Bisnis.com, JAKARTA—Badan Pemeriksa Keuangan (BPK) mengungkapkan adanya potensi kekurangan penerimaan pajak sebesar Rp338,02 miliar akibat Ditjen Pajak kurang menetapkan nilai pajak terutang terhadap wajib pajak.
“Kami menemukan adanya ketidakpatuhan sehingga menyebabkan adanya potensi penerimaan yang hilang sebesar Rp338,02 miliar,” ujar Anggota II BPK Sapto Amal Damandari dalam Laporan Keuangan Pemerintah Pusat (LKPP) 2013, Jumat (13/6/2014).
Seperti diketahui, ketetapan pajak oleh Ditjen Pajak antara lain berasal dari hasil pemeriksaan oleh pemeriksa pajak (fiskus) maupun hasil keputusan upaya hukum yang dilakukan oleh wajib pajak (WP). Ketetapan pajak dapat berupa kurang bayar, lebih bayar, atau nihil.
Berdasarkan hasil pemeriksaan uji petik pada 13 Kanwil DJP atas penetapan pajak baik yang berasal dari hasil pemeriksaan maupun keputusan upaya hukum, DJP masih kurang menetapkan jumlah pajak terutang terhadap WP.
Dari 11 Kanwil Ditjen Pajak yang diperiksa, Kanwil Ditjen Pajak WP Besar mencatatkan jumlah pajak terutang yang kurang ditetapkan paling besar, yakni Rp268,16 miliar. Disusul, Kanwil Ditjen Pajak Jakarta Khusus sebesar Rp30,99 miliar.
Sementara yang terkecil, antara lain Kanwil Ditjen Pajak Jakarta Timur sebesar Rp22,31 juta. Disusul, Kanwil Ditjen Pajak Banten sebesar Rp124,18 juta, Kanwil Ditjen Pajak Jakarta Pusat sebesar Rp129,83 juta.
Dalam pemeriksaan tersebut, BPK juga menemukan adanya ketidaksesuaian permasalahan dengan aturan perundang-undangan a.l. pertama, UU No. 36/2008 tentang Perubahan Keempat atas UU No. 7/1983 tentang Pajak Penghasilan.

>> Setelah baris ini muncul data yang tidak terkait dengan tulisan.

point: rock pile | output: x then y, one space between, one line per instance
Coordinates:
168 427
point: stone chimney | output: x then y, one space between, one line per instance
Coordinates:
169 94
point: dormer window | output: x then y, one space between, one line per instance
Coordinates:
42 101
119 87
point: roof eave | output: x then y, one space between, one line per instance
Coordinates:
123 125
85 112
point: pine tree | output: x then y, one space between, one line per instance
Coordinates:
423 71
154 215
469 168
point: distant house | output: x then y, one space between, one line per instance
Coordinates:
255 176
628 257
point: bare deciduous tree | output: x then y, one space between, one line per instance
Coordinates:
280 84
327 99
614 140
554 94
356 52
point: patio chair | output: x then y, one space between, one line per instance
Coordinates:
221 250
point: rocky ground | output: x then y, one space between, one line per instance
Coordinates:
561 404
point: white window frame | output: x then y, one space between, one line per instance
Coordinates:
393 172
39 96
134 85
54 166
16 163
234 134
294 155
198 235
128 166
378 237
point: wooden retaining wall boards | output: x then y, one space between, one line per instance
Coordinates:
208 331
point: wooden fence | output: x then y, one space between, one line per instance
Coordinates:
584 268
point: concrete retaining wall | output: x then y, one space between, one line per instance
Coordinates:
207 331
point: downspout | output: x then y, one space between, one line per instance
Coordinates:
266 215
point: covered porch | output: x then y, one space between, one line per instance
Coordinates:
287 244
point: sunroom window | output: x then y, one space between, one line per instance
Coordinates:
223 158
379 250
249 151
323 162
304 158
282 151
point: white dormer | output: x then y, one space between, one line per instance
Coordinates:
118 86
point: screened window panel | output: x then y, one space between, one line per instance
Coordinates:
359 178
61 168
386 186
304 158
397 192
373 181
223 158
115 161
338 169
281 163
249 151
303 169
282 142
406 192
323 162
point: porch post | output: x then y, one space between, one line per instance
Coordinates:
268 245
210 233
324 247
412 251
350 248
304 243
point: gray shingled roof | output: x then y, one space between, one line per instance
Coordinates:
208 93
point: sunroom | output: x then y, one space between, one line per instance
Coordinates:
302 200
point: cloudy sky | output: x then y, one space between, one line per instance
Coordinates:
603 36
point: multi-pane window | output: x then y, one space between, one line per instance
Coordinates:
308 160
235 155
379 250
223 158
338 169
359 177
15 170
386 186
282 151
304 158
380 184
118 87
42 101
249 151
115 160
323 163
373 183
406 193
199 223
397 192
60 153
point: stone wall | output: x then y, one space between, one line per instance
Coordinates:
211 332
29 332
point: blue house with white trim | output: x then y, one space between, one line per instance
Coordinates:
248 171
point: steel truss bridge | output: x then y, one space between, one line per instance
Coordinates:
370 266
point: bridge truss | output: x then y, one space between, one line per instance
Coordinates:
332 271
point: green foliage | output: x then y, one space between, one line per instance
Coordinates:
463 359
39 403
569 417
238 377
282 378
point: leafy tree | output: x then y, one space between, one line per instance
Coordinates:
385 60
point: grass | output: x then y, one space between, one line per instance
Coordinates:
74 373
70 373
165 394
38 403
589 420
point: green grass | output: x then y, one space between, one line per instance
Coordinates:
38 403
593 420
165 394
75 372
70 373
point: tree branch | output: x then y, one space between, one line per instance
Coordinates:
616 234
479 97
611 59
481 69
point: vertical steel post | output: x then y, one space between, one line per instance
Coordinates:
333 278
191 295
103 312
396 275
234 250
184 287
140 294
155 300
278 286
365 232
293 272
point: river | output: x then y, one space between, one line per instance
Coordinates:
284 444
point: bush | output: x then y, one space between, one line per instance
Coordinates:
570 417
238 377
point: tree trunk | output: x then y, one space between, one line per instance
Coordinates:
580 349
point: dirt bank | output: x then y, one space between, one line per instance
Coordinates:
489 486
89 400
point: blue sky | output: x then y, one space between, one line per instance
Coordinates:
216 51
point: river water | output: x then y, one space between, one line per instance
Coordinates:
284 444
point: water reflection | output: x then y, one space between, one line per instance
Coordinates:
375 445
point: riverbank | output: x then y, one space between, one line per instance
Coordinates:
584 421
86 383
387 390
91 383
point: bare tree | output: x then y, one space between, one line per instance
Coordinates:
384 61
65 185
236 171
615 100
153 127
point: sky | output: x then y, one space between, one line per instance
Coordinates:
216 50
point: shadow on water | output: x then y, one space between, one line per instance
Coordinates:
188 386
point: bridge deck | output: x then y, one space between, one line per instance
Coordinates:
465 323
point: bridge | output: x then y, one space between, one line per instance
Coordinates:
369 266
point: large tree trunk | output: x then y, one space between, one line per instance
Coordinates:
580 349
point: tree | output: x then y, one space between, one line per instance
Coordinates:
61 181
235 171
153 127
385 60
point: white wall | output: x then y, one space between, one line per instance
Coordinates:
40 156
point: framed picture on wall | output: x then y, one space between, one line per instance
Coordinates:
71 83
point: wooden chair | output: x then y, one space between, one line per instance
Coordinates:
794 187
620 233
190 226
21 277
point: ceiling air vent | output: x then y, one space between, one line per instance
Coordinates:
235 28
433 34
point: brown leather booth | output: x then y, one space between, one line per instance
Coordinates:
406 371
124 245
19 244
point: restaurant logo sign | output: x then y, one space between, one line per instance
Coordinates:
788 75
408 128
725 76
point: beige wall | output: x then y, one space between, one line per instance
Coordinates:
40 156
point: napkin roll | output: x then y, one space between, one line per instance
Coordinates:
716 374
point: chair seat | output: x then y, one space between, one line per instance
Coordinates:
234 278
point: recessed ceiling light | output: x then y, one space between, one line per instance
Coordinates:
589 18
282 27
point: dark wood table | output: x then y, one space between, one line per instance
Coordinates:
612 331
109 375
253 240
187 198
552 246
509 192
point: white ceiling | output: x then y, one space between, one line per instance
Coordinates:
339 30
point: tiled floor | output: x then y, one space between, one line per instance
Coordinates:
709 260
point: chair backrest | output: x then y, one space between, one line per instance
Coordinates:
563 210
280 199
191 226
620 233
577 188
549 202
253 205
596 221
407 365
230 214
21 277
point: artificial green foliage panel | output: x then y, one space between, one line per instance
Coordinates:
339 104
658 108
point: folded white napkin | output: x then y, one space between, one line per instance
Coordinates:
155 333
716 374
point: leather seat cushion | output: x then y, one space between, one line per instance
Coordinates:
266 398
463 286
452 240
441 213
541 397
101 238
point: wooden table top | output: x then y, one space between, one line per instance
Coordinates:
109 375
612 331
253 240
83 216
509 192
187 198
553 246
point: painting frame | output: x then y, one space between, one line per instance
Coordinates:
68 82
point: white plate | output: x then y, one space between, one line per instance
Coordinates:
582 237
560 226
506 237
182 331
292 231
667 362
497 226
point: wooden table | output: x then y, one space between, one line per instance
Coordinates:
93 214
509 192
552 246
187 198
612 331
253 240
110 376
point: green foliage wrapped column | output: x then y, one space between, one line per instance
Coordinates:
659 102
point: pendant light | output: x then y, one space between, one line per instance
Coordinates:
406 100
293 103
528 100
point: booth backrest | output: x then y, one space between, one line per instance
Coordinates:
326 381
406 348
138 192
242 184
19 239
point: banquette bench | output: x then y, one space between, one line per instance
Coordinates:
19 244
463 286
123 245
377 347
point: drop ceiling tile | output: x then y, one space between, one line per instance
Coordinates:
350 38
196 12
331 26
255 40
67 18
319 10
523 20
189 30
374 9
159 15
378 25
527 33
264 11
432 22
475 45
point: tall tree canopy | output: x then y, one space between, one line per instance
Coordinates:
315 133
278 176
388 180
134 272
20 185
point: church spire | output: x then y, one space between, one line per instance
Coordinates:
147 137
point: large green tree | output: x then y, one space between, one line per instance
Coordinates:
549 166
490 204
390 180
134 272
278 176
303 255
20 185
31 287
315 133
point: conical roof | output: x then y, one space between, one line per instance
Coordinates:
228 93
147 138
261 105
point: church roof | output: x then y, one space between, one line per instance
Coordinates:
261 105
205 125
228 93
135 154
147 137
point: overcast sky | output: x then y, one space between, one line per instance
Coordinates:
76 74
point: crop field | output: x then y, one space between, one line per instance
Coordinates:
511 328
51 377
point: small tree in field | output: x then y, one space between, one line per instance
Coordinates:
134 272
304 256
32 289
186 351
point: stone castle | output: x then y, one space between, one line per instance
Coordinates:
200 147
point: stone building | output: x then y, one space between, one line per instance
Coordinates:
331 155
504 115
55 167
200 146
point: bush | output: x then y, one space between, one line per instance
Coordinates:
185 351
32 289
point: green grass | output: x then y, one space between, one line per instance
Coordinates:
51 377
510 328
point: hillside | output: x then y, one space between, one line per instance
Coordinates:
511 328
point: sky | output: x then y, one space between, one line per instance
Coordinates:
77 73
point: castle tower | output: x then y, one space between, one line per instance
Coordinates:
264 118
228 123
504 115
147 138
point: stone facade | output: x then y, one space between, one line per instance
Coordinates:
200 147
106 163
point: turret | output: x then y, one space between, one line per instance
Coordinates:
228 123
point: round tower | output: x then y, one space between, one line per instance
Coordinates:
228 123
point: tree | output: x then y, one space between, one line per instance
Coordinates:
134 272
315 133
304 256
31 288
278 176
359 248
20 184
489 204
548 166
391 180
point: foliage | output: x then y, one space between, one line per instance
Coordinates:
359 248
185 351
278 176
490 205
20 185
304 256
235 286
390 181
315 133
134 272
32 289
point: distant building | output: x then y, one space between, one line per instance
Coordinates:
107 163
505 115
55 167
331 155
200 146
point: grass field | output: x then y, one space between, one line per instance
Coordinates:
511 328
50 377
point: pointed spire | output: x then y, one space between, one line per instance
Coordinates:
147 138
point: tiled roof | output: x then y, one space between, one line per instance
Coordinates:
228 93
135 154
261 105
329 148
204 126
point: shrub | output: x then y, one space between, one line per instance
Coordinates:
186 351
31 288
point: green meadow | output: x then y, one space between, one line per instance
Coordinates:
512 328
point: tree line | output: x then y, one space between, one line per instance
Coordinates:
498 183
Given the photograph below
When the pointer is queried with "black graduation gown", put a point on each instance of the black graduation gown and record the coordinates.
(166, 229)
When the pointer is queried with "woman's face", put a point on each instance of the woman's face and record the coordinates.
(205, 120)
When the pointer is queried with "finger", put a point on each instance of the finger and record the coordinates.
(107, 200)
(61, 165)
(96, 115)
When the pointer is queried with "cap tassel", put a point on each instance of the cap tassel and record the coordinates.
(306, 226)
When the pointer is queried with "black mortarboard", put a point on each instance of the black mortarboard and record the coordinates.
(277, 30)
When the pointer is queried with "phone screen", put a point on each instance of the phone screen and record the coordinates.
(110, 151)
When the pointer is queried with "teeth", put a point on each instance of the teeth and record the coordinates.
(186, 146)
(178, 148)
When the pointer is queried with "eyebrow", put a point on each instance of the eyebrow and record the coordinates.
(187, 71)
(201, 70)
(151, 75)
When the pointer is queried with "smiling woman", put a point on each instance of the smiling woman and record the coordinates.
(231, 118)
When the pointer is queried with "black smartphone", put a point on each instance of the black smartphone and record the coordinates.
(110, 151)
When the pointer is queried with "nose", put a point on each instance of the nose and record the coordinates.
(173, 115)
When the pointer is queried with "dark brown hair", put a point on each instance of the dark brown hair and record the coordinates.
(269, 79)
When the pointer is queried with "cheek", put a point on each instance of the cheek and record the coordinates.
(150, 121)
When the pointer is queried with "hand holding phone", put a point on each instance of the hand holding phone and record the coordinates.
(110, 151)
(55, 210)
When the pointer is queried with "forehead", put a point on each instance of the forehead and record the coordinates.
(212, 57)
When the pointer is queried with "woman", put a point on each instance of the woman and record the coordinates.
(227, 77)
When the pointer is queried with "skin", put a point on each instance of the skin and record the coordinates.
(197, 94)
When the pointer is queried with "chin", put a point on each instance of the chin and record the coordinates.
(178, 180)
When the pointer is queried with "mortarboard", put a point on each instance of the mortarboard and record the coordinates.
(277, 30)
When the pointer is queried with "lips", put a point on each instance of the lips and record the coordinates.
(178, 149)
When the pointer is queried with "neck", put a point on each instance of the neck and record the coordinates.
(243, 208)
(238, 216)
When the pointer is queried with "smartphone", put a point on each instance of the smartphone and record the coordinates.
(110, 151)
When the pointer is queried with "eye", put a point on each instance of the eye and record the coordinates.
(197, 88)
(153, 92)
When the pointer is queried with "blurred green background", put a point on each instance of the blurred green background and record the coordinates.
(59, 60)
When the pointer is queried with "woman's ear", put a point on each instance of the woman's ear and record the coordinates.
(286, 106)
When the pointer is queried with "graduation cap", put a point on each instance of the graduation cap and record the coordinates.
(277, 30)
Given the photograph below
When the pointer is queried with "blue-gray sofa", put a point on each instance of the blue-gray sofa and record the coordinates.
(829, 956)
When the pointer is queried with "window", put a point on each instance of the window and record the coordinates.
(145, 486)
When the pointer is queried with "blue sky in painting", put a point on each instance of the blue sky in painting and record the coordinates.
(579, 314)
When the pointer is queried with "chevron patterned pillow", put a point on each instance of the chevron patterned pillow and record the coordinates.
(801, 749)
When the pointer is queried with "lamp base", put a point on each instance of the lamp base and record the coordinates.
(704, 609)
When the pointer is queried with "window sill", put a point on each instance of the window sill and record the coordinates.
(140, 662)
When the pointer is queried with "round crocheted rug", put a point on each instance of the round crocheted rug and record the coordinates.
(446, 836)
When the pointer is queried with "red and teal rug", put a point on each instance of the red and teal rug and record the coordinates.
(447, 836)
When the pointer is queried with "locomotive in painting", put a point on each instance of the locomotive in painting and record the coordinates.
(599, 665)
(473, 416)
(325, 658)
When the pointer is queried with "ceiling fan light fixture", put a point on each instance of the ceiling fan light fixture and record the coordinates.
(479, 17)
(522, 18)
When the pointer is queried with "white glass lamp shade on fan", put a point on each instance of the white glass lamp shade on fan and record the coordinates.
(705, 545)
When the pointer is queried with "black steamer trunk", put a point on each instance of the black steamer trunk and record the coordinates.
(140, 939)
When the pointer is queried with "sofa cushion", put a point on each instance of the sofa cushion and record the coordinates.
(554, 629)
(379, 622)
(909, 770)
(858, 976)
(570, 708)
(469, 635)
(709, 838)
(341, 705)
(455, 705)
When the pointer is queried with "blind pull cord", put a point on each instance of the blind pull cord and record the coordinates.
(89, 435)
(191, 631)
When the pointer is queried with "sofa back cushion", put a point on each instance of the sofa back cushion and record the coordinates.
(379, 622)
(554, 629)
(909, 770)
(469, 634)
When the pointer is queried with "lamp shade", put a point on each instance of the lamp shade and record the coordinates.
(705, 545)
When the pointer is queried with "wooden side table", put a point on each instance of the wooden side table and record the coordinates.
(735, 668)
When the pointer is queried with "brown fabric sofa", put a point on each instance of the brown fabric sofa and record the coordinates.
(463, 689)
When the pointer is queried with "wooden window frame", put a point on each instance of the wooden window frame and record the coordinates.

Kedua, UU No. 42/2009 tentang Perubahan Ketiga atas UU No. 8/1983 tentang Pajak Pertambahan Nilai Barang dan Jasa dan Pajak Penjualan atas Barang Mewah.
Ketiga, UU No. 28/2007 tentang Perubahan Ketiga atas UU No. 6/1983 tentang Ketentuan Umum dan Tata Cara Perpajakan. Keempat, PP No. 74/2011 tentang Tata Cara Pelaksanaan Hak dan Pemenuhan Kewajiban Perpajakan Pasal 8.
BPK setidaknya menemukan tiga masalah yang menyebabkan adanya kehilangan potensi penerimaan, antara lain, pemeriksa pajak tidak menjalankan program pemeriksaan sebagaimana mestinya, dan menerapkan ketentuan yang berlaku.
Kemudian, BPK juga menilai Ditjen Pajak tidak optimal dalam proses pengawasan berjenjang dari supervisor dan kepala kantor. Adapun, Direktur Pemeriksaan dan Penagihan tidak melakukan pengawasan dengan baik.
Oleh karena itu, BPK merekomendasikan Kementerian Keuangan untuk menginstruksikan Ditjen pajak a.l. pertama, memberikan pembinaan sesuai dengan ketentuan yang berlaku kepada pemeriksa pajak, peneliti keberatan, supervisor, kepala kantor terkait, dan pejabat terkait kegiatan pemeriksaan;
Kedua, Ditjen Pajak harus melakukan upaya-upaya yang diperlukan sesuai dengan ketentuan yang berlaku untuk memulihkan kekurangan penerimaan pajak sebesa Rp338.02 miliar.
Ketiga, meningkatkan pengawasan secara berjenjang terkait dengan kegiatan pemeriksaan, penelitian keberatan, dan penelitian atas permohonan pengurangan/penghapusan sanksi administrasi sesuai Pasal 36 UU KUP.